John Calvin was the great exegete of the Reformation. Calvin wrote commentaries for almost every book in the entire Bible. Missing from the list are 1 and 3 John, and Revelations. Of these books, Revelations in particular, Calvin did not write on because he said he did not understand them (a route that many should take today). Of all Calvin’s works The Institutes of Christian Religion was his greatest work. In these books Calvin outlines what we would consider orthodox Christianity. In his summation of orthodox Christianity Calvin begins with how we should view God. Our view of God will determine what we believe in every other area of doctrine.

First, to Calvin, God is necessary in our World. Not only is God the creator of the universe, but in Jesus Christ he is also the sustainer. When we look out the window and see a 30 foot oak we have to ask ourselves how it got there. And the only way to really answer that question is God. This is what Calvin deemed natural revelation. The heavens and the earth are declaring the glory of God! Are we listening? But beyond natural revelation we have special revelation. Special revelation is Scripture. We have in one book God’s word about himself. And this word is just as powerful as God’s word when He spoke creation into existence.

The second thing that Calvin highlights is that all men have an innate knowledge of God. It is what theologians have termed the imageo Dei, or the image of God. We can go back to Genesis and see that all men are made in the image of God. All men posses universal qualities because they are created in the image of God. All have a sense of right and wrong, no matter how jaded it may be. All have senses and feelings. All have the ability to think. What other way can we explain this, than all men have been created in the image of God.

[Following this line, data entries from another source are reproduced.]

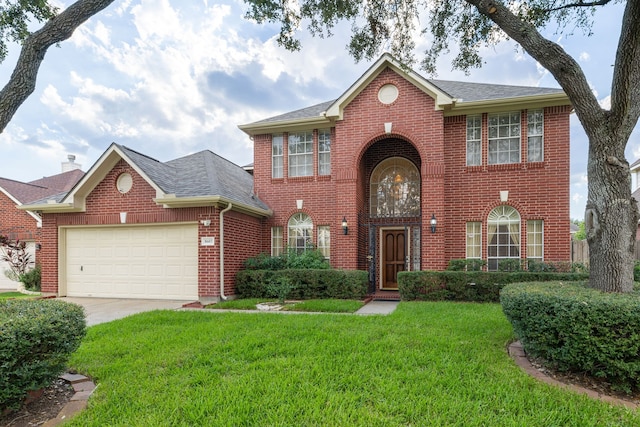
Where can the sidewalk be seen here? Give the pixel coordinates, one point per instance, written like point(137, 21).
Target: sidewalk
point(378, 307)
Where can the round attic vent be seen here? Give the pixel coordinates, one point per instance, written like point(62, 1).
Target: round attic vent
point(124, 183)
point(388, 94)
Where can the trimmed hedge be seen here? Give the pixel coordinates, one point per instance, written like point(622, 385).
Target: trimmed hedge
point(36, 339)
point(478, 286)
point(305, 283)
point(578, 329)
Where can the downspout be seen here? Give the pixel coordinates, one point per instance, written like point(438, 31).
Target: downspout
point(221, 222)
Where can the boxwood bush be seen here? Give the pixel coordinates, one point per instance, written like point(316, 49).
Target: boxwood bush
point(578, 329)
point(305, 283)
point(36, 339)
point(478, 286)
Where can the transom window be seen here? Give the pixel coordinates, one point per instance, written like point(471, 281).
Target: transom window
point(324, 152)
point(300, 232)
point(504, 138)
point(503, 236)
point(474, 140)
point(535, 136)
point(395, 189)
point(301, 154)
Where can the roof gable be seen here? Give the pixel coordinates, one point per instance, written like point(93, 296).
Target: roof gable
point(451, 97)
point(200, 179)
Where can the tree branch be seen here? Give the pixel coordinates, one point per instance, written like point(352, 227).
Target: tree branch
point(625, 86)
point(22, 82)
point(551, 56)
point(578, 4)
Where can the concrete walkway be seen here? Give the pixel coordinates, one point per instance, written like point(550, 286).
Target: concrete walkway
point(378, 307)
point(101, 310)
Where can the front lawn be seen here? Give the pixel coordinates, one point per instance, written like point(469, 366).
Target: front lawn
point(427, 364)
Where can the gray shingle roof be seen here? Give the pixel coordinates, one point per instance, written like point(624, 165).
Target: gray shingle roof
point(303, 113)
point(462, 91)
point(43, 188)
point(199, 174)
point(468, 92)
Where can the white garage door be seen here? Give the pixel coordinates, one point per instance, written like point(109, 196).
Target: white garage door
point(5, 282)
point(153, 262)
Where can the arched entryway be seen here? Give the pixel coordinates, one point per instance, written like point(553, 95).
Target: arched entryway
point(390, 215)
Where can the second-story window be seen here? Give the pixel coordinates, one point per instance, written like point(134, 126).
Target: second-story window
point(276, 156)
point(324, 152)
point(300, 154)
point(504, 138)
point(535, 136)
point(474, 140)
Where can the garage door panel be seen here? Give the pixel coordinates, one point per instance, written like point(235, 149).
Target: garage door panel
point(133, 262)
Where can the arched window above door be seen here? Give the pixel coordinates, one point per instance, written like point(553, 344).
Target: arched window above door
point(395, 189)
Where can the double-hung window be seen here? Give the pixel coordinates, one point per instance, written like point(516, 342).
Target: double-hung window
point(277, 243)
point(324, 152)
point(504, 138)
point(324, 240)
point(301, 154)
point(535, 240)
point(277, 156)
point(474, 140)
point(535, 136)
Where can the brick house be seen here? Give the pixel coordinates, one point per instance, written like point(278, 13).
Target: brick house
point(26, 225)
point(135, 227)
point(405, 173)
point(398, 173)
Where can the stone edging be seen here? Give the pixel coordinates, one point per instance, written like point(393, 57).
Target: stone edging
point(517, 354)
point(83, 386)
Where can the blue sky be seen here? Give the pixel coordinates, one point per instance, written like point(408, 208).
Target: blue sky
point(168, 78)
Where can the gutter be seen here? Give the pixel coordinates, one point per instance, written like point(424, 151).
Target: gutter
point(221, 224)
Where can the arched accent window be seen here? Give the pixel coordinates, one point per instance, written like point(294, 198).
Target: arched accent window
point(300, 232)
point(395, 189)
point(503, 235)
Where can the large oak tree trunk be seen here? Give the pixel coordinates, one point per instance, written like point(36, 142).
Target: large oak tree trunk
point(611, 217)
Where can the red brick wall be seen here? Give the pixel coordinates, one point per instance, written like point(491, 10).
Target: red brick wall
point(437, 145)
point(103, 207)
point(14, 223)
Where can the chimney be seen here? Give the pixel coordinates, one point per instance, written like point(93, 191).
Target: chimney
point(70, 164)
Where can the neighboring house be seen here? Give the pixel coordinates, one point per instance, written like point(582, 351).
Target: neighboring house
point(399, 173)
point(25, 225)
point(135, 227)
point(406, 173)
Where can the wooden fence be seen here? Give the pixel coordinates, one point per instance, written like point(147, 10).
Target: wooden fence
point(580, 251)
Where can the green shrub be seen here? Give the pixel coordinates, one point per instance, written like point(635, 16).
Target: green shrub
point(305, 283)
point(280, 287)
point(478, 286)
point(36, 339)
point(578, 329)
point(31, 279)
point(291, 258)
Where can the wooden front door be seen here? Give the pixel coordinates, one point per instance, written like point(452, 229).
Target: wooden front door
point(393, 257)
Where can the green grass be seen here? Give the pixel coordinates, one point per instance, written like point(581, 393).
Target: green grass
point(324, 305)
point(427, 364)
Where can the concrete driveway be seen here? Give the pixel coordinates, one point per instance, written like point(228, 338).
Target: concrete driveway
point(101, 310)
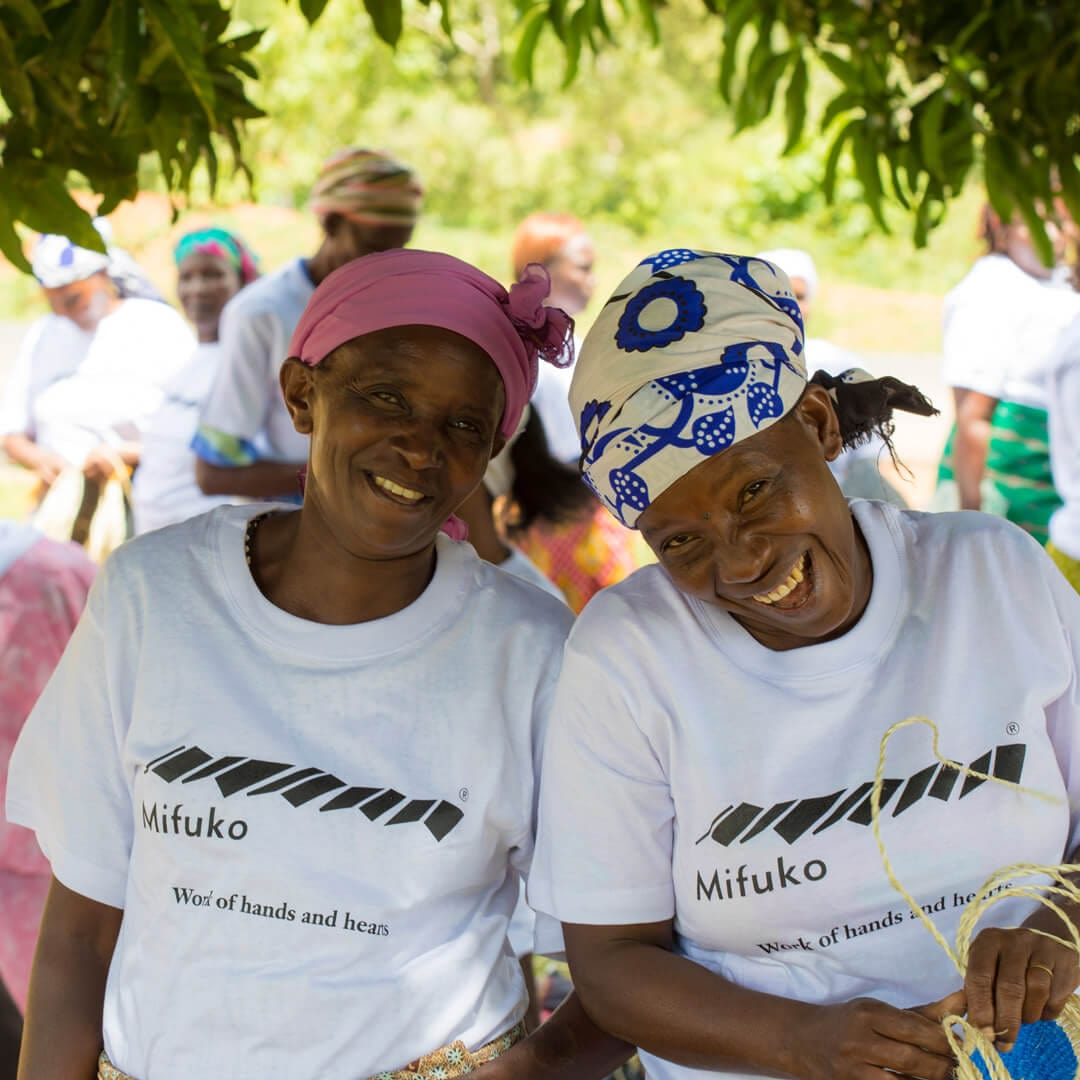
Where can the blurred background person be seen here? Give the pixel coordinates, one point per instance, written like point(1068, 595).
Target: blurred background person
point(855, 469)
point(1064, 424)
point(84, 382)
point(1001, 324)
point(365, 201)
point(212, 266)
point(561, 244)
point(43, 586)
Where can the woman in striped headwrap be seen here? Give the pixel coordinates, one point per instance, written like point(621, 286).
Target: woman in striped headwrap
point(365, 201)
point(705, 807)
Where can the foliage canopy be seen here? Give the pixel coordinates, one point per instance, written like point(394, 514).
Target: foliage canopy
point(922, 93)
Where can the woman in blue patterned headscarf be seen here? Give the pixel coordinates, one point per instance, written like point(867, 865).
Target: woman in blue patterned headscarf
point(714, 738)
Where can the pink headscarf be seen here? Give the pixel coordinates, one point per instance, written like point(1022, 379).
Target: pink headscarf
point(408, 287)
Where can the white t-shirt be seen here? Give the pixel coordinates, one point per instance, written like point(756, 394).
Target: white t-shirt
point(552, 401)
point(72, 391)
point(691, 772)
point(164, 488)
point(244, 418)
point(521, 566)
point(1000, 327)
point(1064, 419)
point(316, 833)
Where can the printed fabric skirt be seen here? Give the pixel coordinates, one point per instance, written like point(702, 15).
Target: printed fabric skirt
point(1017, 484)
point(453, 1061)
point(1068, 565)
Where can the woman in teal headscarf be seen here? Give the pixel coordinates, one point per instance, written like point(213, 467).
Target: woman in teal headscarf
point(212, 266)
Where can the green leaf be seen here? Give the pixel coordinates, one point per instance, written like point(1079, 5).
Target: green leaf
point(844, 102)
point(930, 113)
point(1037, 228)
point(736, 21)
point(11, 246)
point(996, 175)
point(898, 187)
point(29, 15)
point(387, 17)
point(868, 173)
point(795, 104)
point(833, 161)
point(84, 23)
point(17, 88)
point(312, 9)
point(576, 29)
point(531, 25)
point(126, 46)
point(1069, 179)
point(178, 28)
point(845, 70)
point(649, 15)
point(48, 206)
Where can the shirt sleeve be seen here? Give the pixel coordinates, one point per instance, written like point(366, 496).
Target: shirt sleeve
point(237, 408)
point(16, 417)
point(605, 840)
point(1063, 715)
point(66, 780)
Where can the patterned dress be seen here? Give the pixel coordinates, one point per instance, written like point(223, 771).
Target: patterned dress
point(584, 555)
point(42, 592)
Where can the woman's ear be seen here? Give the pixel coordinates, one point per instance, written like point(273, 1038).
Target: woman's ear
point(297, 387)
point(819, 416)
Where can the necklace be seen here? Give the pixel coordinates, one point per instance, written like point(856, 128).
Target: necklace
point(250, 534)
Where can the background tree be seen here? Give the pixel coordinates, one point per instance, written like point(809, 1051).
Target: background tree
point(913, 96)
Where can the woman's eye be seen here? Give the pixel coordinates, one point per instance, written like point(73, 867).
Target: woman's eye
point(679, 540)
point(754, 489)
point(383, 396)
point(469, 426)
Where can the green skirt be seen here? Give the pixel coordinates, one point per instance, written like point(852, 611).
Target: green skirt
point(1017, 483)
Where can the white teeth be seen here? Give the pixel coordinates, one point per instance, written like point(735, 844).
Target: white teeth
point(404, 493)
point(795, 576)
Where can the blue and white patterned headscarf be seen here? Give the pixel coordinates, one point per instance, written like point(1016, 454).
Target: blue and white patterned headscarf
point(693, 352)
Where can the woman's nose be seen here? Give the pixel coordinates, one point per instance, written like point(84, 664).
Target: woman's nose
point(740, 562)
point(419, 444)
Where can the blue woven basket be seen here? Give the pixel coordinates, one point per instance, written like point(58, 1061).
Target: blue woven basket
point(1042, 1051)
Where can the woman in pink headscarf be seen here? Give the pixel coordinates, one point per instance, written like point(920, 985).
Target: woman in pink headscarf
point(286, 772)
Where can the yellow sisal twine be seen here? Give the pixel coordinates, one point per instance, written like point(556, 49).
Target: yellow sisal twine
point(963, 1038)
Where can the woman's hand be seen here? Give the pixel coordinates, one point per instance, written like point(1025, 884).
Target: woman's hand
point(864, 1038)
point(99, 464)
point(1017, 976)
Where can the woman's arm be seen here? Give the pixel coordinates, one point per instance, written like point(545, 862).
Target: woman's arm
point(25, 451)
point(634, 986)
point(568, 1047)
point(1015, 976)
point(974, 413)
point(62, 1037)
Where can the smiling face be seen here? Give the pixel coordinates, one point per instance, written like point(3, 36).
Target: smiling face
point(571, 275)
point(763, 530)
point(85, 302)
point(403, 423)
point(204, 284)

As witnesses to this we have Scripture, we have nature, and we have our own experience. Scripture tells us plainly that men are distinct from all the rest of creation because they have been created in the image of God. It is clear the men have a place of dominion within nature. And in our own experiences we can see that there are universal morals and feelings that must come from some where.


The third thing that Calvin highlights is the result of knowing who God is. To paraphrase Mr. Calvin one cannot even know who he is without first knowing who God is. When we see the utter majesty and perfection of God it leads to a proper understanding of man. We realize our need for a savior, and the wonder of God’s grace. When we know who God is we realize that we have no right to mistreat the guys next to us. This is why Calvin begins The Institutes of Christian Religion with how we should view God.